Çocuğun toplum ve ahlak kurallarına uyum göstermesinde oyunun rolü büyüktür. Çocuk, ev ve okul çevresinde neyin doğru, neyin yanlış kabul edildiğini görür. Ancak bu tür kurallara uymanın zorunluluğunu oyun ortamında anlayabilir.

OYUNDA KÜLTÜR, İKLİM VE CİNSİYET FAKTÖRÜ

Oyunların oluşumunda iklimin, kültürün, cinsiyetin ve yaşın etkisi büyüktür. Belirli bir kültürdeki çocuklar, çoğu oyunu bir önceki kuşaktan taklit yoluyla öğrenirler. Oyunda kültür faktörü egemendir. Örneğin, Amerikan ve Japon çocukları üzerine yapılan bir araştırma, Amerikalı çocuklarda grup oyunlarının daha çok sevildiğini ortaya koymuştur.

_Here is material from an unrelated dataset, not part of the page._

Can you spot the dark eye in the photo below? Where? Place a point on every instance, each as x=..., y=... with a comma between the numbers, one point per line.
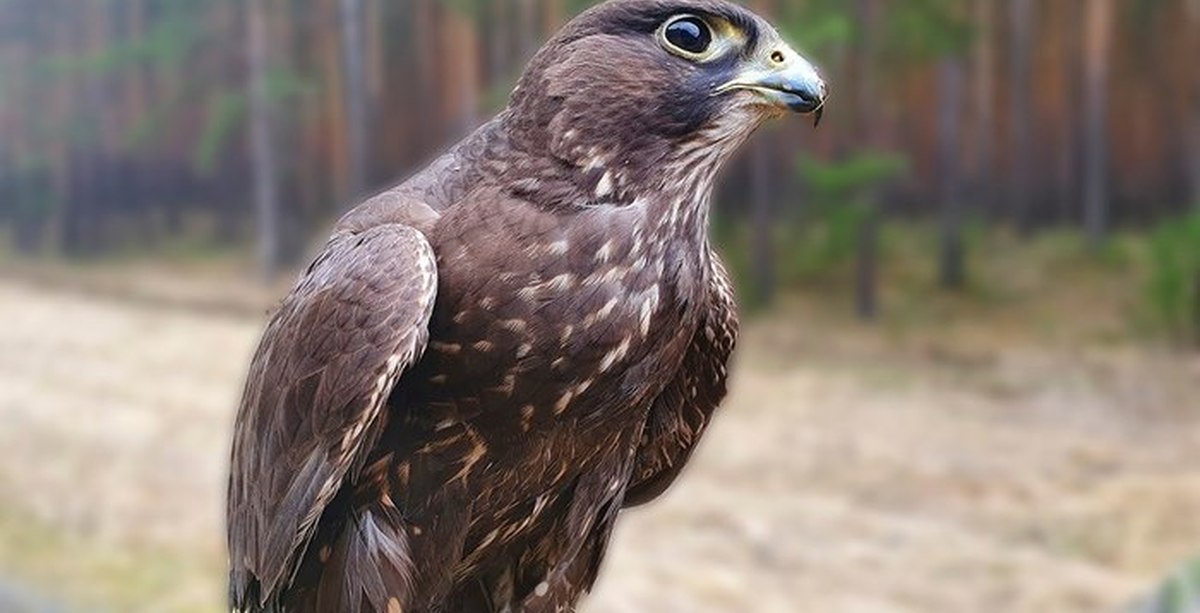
x=690, y=35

Yine Amerikalı çocuklar sadece küçük yaşlarda dramatik oyunlardan hoşlanırken, Japon çocuklarının bu tür oyunlardan daha uzun süre hoşlandıkları saptanmıştır.

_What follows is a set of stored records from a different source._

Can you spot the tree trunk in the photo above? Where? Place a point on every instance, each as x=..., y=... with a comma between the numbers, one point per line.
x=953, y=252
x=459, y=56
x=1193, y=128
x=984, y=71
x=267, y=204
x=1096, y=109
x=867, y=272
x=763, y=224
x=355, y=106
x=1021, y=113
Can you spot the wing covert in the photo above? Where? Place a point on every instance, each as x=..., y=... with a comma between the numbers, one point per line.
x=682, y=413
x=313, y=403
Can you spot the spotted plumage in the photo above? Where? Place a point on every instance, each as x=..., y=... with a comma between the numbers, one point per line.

Oyun türünün seçiminde mevsim ve iklim koşullarının da etkisi büyüktür. Hareketli oyun ve sporu içeren oyun türleri serin mevsimlerde, daha az enerjiyi gerektiren spor ve oyun türleri ise sıcak mevsimlerde daha çok sevilir.

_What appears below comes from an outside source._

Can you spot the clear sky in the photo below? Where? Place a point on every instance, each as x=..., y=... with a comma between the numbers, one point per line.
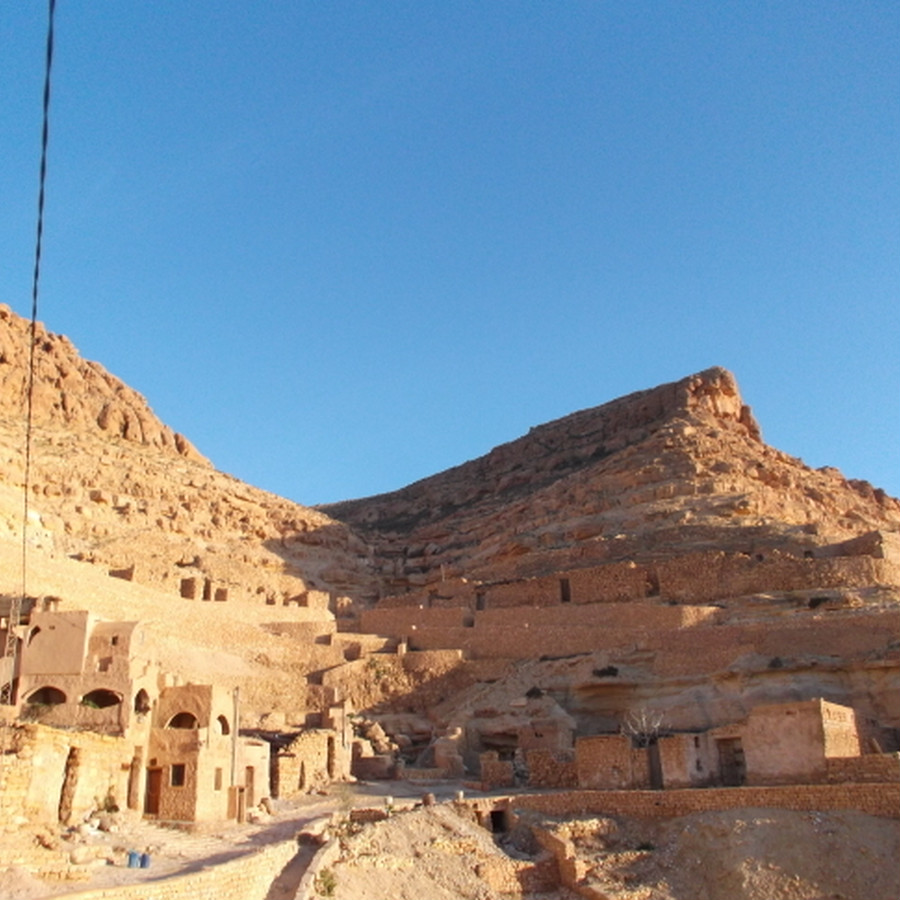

Cinsiyet oyun seçiminde önemli bir başka etkendir. İstanbul çocukları üzerinde gerçekleştirdiğimiz araştırma bulgularında , cinsiyete göre en çok seçilen oyun türleri şu şekilde ayrılmıştır.

Kızlar : İp atlamak, istop, yakartop, saklambaç, seksek, ebecilik

Erkekler : Futbol, koşmaca, saklambaç, misket

YAŞLARA GÖRE OYUNDA GÖRÜLEN GELİŞİM

Oyun biçimlerinin insan gelişimine koşut olarak farklılaştığı görülür. İlk 2-3 aylık bebeğin oyun faaliyeti, çevresindeki insanlara bakmak ve yakınındaki objeleri yakalamak üzere hareketler yapmaktan ibarettir. Daha sonra çocuğun el ve kolundaki kontrol giderek artar. Çevresindeki objeleri yakalayıp inceleyebilir.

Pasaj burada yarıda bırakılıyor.